## 1. Imports

In [None]:
import os, sys
sys.path.append("..")

import torch
import wandb
import numpy as np
from tqdm import tqdm
from sklearn.datasets import make_swiss_roll, make_moons

from src.light_sb import LightSB
from src.plotters import plot_2D, plot_2D_mapping, plot_2D_trajectory
from src.distributions import StandardNormalSampler, SwissRollSampler

## 2. Config

In [None]:
DIM = 2
assert DIM > 1

OUTPUT_SEED = 42

N_POTENTIALS = 500
INIT_BY_SAMPLES = True
IS_DIAGONAL = True

BATCH_SIZE = 128
SAMPLING_BATCH_SIZE = 128

EPSILON = 0.002

D_LR = 3e-4 # 1e-3 for eps 0.1, 0.01 and 3e-4 for eps 0.002
D_GRADIENT_MAX_NORM = float("inf")

PLOT_EVERY = 500
MAX_STEPS = 20000
CONTINUE = -1

In [None]:
torch.manual_seed(OUTPUT_SEED); np.random.seed(OUTPUT_SEED)

EPS = EPSILON

In [None]:
EXP_NAME = f'LightSB_Swiss_Roll_EPSILON_{EPSILON}'
OUTPUT_PATH = '../checkpoints/{}'.format(EXP_NAME)

config = dict(
    DIM=DIM,
    D_LR=D_LR,
    BATCH_SIZE=BATCH_SIZE,
    EPSILON=EPSILON,
    D_GRADIENT_MAX_NORM=D_GRADIENT_MAX_NORM,
    N_POTENTIALS=N_POTENTIALS,
    INIT_BY_SAMPLES=INIT_BY_SAMPLES,
    IS_DIAGONAL=IS_DIAGONAL,
)

if not os.path.exists(OUTPUT_PATH):
    os.makedirs(OUTPUT_PATH)

## 3. Create samplers

In [None]:
X_sampler = StandardNormalSampler(dim=2, device="cpu")
Y_sampler = SwissRollSampler(dim=2, device="cpu")

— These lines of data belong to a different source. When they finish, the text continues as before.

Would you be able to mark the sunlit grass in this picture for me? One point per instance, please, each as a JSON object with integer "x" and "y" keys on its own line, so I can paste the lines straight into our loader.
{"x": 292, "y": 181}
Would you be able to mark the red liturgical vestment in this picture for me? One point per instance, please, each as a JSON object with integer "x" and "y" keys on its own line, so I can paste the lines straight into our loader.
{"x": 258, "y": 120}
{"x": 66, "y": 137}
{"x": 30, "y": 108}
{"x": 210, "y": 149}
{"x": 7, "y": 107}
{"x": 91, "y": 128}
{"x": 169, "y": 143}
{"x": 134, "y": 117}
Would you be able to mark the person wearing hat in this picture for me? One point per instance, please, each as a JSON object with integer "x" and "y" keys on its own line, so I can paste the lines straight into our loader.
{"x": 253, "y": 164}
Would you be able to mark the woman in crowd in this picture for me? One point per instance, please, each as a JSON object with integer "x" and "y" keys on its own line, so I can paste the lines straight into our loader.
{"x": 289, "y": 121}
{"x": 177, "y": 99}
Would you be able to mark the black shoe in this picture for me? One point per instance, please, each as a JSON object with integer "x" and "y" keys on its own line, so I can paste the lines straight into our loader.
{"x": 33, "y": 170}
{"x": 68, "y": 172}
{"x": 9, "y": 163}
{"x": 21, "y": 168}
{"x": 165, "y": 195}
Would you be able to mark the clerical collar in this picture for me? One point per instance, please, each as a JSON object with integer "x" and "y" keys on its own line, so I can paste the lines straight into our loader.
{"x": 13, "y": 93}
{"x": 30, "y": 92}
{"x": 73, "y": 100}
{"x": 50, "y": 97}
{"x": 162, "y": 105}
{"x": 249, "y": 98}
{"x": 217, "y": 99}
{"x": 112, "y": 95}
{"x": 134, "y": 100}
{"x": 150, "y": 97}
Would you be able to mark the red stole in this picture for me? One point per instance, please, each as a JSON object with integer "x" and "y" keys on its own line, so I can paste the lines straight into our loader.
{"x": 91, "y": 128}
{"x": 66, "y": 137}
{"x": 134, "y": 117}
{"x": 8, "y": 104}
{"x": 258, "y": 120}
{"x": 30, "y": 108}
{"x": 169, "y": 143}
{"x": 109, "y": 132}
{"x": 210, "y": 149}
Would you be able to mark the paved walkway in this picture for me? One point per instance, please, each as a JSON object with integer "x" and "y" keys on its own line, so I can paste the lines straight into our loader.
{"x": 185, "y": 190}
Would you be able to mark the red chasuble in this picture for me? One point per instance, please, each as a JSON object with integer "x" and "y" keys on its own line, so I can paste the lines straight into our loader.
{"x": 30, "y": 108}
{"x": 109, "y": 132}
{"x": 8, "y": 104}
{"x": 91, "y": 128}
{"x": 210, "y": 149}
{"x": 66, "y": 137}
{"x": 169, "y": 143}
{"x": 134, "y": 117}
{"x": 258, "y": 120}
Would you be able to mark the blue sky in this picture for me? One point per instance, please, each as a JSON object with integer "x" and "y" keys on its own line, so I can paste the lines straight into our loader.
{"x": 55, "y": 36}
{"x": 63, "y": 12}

## 4. Model initialization

In [None]:
D = LightSB(dim=DIM, n_potentials=N_POTENTIALS, epsilon=EPSILON,
            sampling_batch_size=SAMPLING_BATCH_SIZE, is_diagonal=IS_DIAGONAL)

if INIT_BY_SAMPLES:
    D.init_r_by_samples(Y_sampler.sample(N_POTENTIALS))

D_opt = torch.optim.Adam(D.parameters(), lr=D_LR)

if CONTINUE > -1:
    D_opt.load_state_dict(torch.load(os.path.join(OUTPUT_PATH, f'D_opt_{SEED}_{CONTINUE}.pt')))

## 5. Model training

In [None]:
wandb.init(name=EXP_NAME, config=config)

for step in tqdm(range(CONTINUE + 1, MAX_STEPS)):
    # training cycle 
    D_opt.zero_grad()
    
    X0, X1 = X_sampler.sample(BATCH_SIZE), Y_sampler.sample(BATCH_SIZE)
    
    log_potential = D.get_log_potential(X1)
    log_C = D.get_log_C(X0)
    
    D_loss = (-log_potential + log_C).mean()
    D_loss.backward()
    D_gradient_norm = torch.nn.utils.clip_grad_norm_(D.parameters(), max_norm=D_GRADIENT_MAX_NORM)
    D_opt.step()
    
    wandb.log({f'D gradient norm' : D_gradient_norm.item()}, step=step)
    wandb.log({f'D_loss' : D_loss.item()}, step=step)

torch.save(D.state_dict(), os.path.join(OUTPUT_PATH, f'D.pt'))
torch.save(D_opt.state_dict(), os.path.join(OUTPUT_PATH, f'D_opt.pt'))

wandb.finish()